Thanks to the gracious contributions by Yamaha Corporation of America, Kessler & Sons Music, and the SMDT office of CCSD, the majority of expenses were addressed. During the formative years, the collective of schools would split costs evenly, typically paid for from the directors pockets. This was required to offset any expenses required of the students from these underserved communities. Since that time, most of the expenses have been compensated or funded by our generous sponsors. Specific amounts varied each year, but thousands of dollars have been generously supplied to continue to provide the quality of experience and education.


Initially, many directors within the larger community of CCSD did not believe the SNHB could be sustainable or of value. Since its inception, over 1,200 students have benefited from this honor band program. Every year, more students have enrolled to audition. In 2023, the honor band audition pool was large enough to create two honor bands. Wonderful clinicians and a support group of integrity has assuaged any concerns of the honor band program being a viable, sustainable, and educative experience for the students who have chosen to participate.

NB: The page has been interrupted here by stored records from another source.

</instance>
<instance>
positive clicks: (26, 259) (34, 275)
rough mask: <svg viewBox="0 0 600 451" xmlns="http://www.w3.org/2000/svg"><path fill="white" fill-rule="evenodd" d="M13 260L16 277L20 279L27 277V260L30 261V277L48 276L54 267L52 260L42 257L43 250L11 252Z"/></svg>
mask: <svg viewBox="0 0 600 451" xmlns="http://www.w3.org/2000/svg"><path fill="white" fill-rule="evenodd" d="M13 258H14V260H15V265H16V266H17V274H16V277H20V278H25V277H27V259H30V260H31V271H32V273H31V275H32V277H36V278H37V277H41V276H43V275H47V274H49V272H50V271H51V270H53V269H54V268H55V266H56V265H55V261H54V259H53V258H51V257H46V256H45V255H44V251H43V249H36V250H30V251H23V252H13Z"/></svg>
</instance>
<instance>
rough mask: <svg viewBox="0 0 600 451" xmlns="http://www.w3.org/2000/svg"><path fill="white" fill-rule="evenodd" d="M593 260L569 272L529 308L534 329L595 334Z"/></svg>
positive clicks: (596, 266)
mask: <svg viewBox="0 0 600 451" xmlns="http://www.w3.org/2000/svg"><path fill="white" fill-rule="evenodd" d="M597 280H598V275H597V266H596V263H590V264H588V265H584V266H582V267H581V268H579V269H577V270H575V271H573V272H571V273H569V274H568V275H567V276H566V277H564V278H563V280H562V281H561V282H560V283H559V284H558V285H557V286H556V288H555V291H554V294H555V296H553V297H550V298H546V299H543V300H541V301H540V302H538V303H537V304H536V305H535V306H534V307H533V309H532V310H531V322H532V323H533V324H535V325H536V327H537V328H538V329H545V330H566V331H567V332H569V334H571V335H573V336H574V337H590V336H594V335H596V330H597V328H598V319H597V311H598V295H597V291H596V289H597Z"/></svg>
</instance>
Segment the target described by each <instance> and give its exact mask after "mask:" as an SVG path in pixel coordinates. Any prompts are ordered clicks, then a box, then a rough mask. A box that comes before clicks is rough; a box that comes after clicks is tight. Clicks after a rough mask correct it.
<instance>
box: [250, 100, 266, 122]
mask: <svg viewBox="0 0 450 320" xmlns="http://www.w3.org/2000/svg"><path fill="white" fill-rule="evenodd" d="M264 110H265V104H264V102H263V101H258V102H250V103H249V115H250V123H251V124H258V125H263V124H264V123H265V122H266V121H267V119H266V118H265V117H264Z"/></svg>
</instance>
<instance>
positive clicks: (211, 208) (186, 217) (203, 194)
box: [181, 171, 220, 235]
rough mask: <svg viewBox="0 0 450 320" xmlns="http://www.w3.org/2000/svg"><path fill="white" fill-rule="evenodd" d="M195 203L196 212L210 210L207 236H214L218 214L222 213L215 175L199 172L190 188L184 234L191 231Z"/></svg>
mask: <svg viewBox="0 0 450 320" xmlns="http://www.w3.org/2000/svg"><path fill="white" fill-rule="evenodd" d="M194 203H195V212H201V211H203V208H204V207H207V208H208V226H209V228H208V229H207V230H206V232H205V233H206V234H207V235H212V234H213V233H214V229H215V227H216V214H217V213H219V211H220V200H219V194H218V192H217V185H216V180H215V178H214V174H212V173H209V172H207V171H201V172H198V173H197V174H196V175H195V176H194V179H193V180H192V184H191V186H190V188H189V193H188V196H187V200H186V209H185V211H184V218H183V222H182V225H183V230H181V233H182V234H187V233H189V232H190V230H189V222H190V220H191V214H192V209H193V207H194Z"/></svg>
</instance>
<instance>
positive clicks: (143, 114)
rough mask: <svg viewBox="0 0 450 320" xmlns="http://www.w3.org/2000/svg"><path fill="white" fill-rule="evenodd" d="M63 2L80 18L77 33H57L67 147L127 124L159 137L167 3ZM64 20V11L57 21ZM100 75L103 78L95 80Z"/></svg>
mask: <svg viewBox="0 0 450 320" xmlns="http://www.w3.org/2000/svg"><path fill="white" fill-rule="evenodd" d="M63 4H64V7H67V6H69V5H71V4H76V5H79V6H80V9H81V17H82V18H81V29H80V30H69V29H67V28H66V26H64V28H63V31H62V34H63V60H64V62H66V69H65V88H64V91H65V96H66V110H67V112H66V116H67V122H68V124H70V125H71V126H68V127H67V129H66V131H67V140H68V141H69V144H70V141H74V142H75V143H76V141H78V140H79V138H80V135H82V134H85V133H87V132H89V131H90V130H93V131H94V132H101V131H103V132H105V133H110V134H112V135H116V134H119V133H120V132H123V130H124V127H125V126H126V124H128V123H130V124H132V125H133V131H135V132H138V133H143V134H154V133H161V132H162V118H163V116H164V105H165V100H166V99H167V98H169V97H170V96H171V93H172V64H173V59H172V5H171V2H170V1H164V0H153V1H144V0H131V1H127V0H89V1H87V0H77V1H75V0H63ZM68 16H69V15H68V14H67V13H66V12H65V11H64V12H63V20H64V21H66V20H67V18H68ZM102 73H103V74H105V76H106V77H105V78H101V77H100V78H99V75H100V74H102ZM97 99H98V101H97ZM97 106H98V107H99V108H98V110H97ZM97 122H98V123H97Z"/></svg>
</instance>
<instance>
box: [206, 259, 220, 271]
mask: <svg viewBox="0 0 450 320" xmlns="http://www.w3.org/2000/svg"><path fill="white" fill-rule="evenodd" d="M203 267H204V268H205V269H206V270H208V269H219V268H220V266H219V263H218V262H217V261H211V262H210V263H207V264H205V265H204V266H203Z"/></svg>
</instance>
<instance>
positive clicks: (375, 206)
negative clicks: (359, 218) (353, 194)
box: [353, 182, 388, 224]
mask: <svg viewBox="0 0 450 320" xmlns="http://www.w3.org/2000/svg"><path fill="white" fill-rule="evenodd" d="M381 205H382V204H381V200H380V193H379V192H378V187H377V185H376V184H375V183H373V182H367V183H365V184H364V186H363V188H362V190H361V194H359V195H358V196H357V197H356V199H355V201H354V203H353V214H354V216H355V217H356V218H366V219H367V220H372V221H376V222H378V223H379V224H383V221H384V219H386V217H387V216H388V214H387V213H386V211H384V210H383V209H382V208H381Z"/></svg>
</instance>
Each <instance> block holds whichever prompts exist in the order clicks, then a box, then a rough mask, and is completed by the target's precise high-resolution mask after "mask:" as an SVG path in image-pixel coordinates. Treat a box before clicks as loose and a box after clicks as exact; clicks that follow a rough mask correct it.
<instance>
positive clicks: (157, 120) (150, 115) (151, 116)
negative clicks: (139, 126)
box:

Success/Effectiveness Measurement

Eight years after the initial inception, the honor band system has continued to provide quality assessment and clinic experiences for the community it serves. Additionally, the growth from one honor ensemble to two honor ensembles has shown a functional relationship between the engagement and retention of students who continue to audition for the SNHB.

Community Impact

Young musicians benefit from the procedures and exposure of an honor band experience. Preparing music, listening to peers, and opening oneself to vulnerability all provide experiences of growth. These experiences can change lives and provide hope that may generalize to other settings and conditions in these young people’s lives. More honor band opportunities are important than less. Each time a student prepares a different set of music they become stronger musicians and better at social, sensory, and motor skill acquisition. Since 2015, the SNHB has been embraced by the larger school district and community of which it serves. Many Title 1 schools that benefit from the program encourage students of all musical backgrounds and performing levels to learn by going through the audition process, receiving scored objective feedback, and learning from the procedure. The students who participate in the activity go back to their home programs with encouraging stories, better playing skills, and enjoy making music with peers who can relate to their own personal story and background. The program has benefited all programs who have participated by shaping new leaders, encouraging better performance practice, and linking together people from communities who may not “shine as bright” as some of their cohorts in more affluent areas of the Las Vegas community.

Advice for others?

If you have an underserved community with little opportunity for students to participate in an honor band experience, call adjacent school band programs and build a system that is objective, impartial, and educative for the students.